Capítulo Trinta e Seis: O Sétimo Dia do Sétimo Mês na Grande T'ang

A Vida Despreocupada do Príncipe Herdeiro da Grande Tang Zhang Jiuwen 4743 palavras 2026-01-30 09:39:17

Li Chengqian afastou o olhar dos desenhos, esfregando os olhos cansados, e murmurou: “Depois de tanto tempo jogando cartas, devem estar sentindo dores nas costas.”

Ning’er assentiu veementemente: “Exatamente isso.”

Li Chengqian riu: “Veja, assim surge uma necessidade.”

Ning’er, sem entender, questionou: “O que quer dizer, Alteza?”

Com os olhos fechados, Li Chengqian relaxou o corpo e sorriu satisfeito.

Ning’er deu dois passos à frente, massageando os ombros do príncipe herdeiro, enquanto refletia.

Os desenhos encomendados por Xu Jingzong ao Ministério das Obras estavam, no geral, muito bons; o projeto do poço Karez seguia sem obstáculos.

Lançando o olhar para os desenhos, Ning’er perguntou baixinho: “O que achou dos projetos deles?”

Li Chengqian voltou-se um pouco à realidade: “Enviei os originais ao Xu Jingzong. Este aqui foi redesenhado pelo Ministério das Obras, mas há algumas articulações que, por mais que olhe, não parecem corretas.”

Sentando-se novamente, pegou o pincel ao lado e marcou um círculo na entrada de água do poço Karez. “Ainda precisa de melhorias: adicionar uma tampa na entrada, de modo que, quando o nível da água a ultrapassar, a tampa seja pressionada pela água, selando o poço; em nível baixo, ela se abre sozinha.”

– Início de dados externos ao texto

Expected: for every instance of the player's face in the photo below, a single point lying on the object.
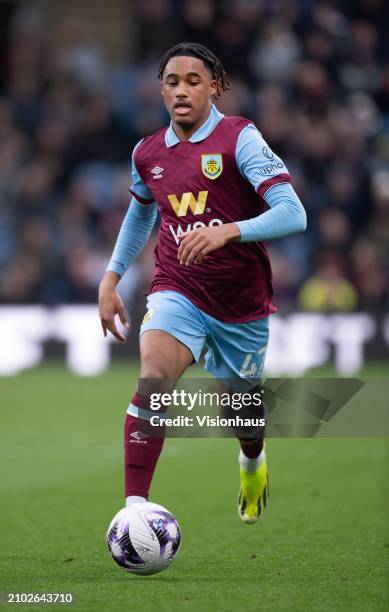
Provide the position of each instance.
(187, 89)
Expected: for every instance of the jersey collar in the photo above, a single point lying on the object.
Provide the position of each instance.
(203, 132)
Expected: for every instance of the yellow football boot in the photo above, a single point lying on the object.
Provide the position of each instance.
(254, 492)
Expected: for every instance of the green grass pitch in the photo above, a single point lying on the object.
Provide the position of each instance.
(322, 544)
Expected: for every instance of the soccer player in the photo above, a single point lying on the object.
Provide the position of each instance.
(220, 192)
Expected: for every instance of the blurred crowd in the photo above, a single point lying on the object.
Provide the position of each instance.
(314, 77)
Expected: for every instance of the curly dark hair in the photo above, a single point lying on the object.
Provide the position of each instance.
(201, 52)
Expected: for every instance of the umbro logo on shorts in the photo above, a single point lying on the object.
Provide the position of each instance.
(139, 435)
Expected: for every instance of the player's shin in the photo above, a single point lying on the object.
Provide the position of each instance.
(143, 443)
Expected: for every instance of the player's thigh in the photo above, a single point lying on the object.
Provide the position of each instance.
(237, 350)
(172, 336)
(162, 355)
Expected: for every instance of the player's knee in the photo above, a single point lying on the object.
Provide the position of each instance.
(151, 369)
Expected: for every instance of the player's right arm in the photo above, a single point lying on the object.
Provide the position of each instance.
(133, 235)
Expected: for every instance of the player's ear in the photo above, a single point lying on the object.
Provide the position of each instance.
(213, 88)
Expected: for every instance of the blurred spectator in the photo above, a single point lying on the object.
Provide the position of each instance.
(314, 76)
(328, 289)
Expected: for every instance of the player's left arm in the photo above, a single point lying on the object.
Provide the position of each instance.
(270, 178)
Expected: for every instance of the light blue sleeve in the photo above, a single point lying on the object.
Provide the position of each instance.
(138, 188)
(133, 235)
(256, 161)
(286, 216)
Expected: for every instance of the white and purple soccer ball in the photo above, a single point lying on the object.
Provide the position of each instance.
(144, 538)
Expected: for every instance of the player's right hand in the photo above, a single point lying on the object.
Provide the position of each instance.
(110, 305)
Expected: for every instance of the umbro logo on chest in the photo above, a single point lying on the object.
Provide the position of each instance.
(157, 172)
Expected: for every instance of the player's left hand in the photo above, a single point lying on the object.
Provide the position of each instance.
(197, 243)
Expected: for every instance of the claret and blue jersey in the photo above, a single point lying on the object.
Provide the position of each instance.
(224, 173)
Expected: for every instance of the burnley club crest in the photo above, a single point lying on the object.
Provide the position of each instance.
(212, 165)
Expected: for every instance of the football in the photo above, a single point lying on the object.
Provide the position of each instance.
(144, 538)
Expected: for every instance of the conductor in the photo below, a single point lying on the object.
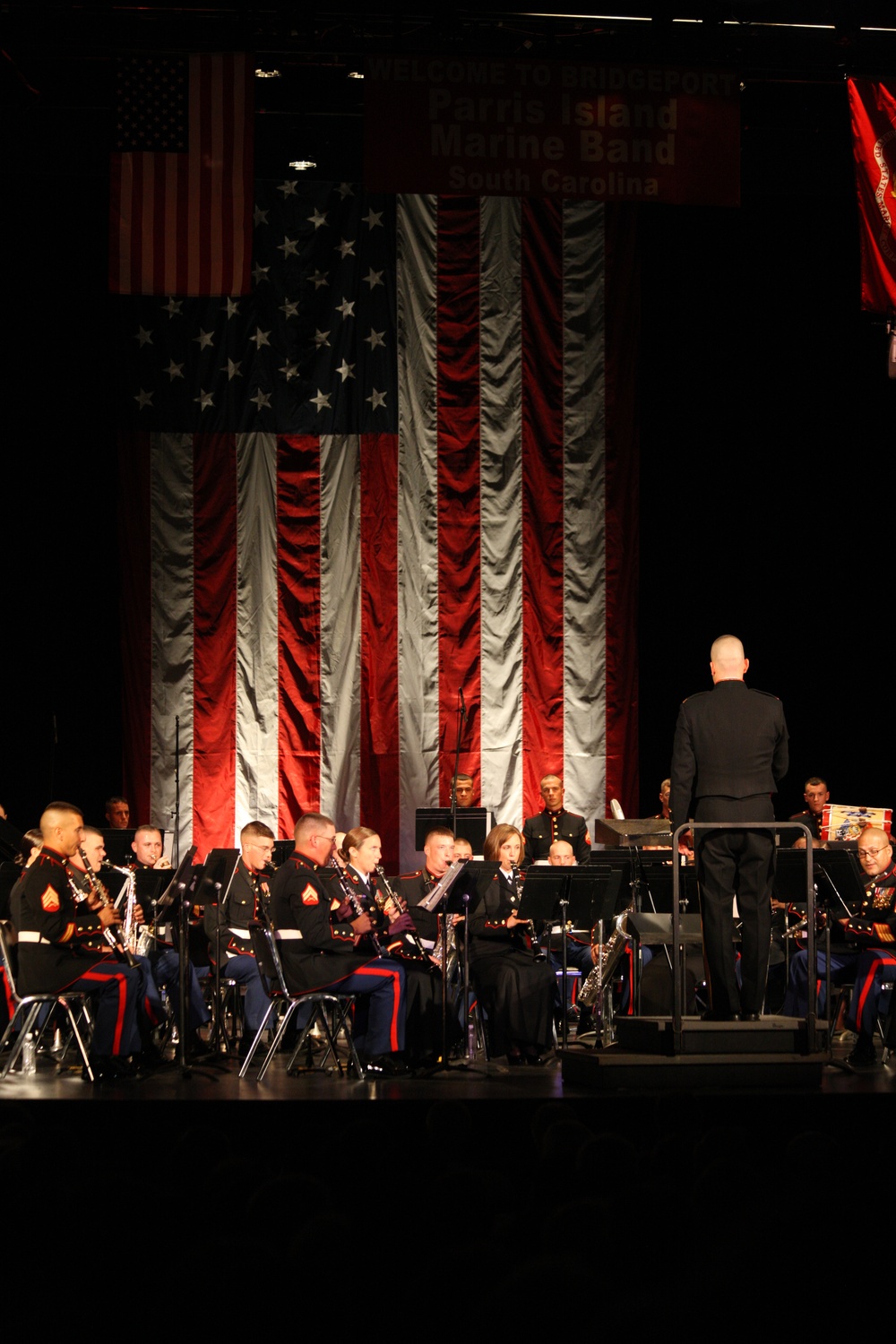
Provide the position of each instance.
(729, 754)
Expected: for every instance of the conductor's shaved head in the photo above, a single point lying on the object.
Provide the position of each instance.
(727, 661)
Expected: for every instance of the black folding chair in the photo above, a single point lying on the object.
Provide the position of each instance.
(285, 1002)
(27, 1010)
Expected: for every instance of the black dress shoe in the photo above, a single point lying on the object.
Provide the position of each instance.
(864, 1055)
(384, 1066)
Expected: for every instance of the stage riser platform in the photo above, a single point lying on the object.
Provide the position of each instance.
(769, 1037)
(614, 1069)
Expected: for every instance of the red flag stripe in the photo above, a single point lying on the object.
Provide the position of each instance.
(136, 620)
(379, 642)
(458, 480)
(541, 496)
(621, 513)
(298, 562)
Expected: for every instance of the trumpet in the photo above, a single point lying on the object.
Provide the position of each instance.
(137, 938)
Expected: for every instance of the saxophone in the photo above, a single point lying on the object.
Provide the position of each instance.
(607, 961)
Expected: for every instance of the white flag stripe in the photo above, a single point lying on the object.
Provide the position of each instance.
(501, 507)
(417, 511)
(340, 628)
(583, 510)
(171, 559)
(257, 631)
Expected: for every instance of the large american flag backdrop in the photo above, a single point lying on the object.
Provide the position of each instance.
(400, 468)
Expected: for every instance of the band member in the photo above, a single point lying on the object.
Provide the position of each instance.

Ergueu a cabeça, olhando de lado para Ning’er, que estava atrás de si, e explicou: “Com um suporte e uma corda simples, é possível montar esse mecanismo; o princípio é igual ao da tampa do vaso sanitário.”

Ao ouvir isso e lembrar do vaso sanitário do Palácio do Leste, Ning’er compreendeu e assentiu: “Entendi, é uma invenção muito prática para irrigação. Mas, com esses comentários, Alteza, parece que diminui o encanto da coisa.”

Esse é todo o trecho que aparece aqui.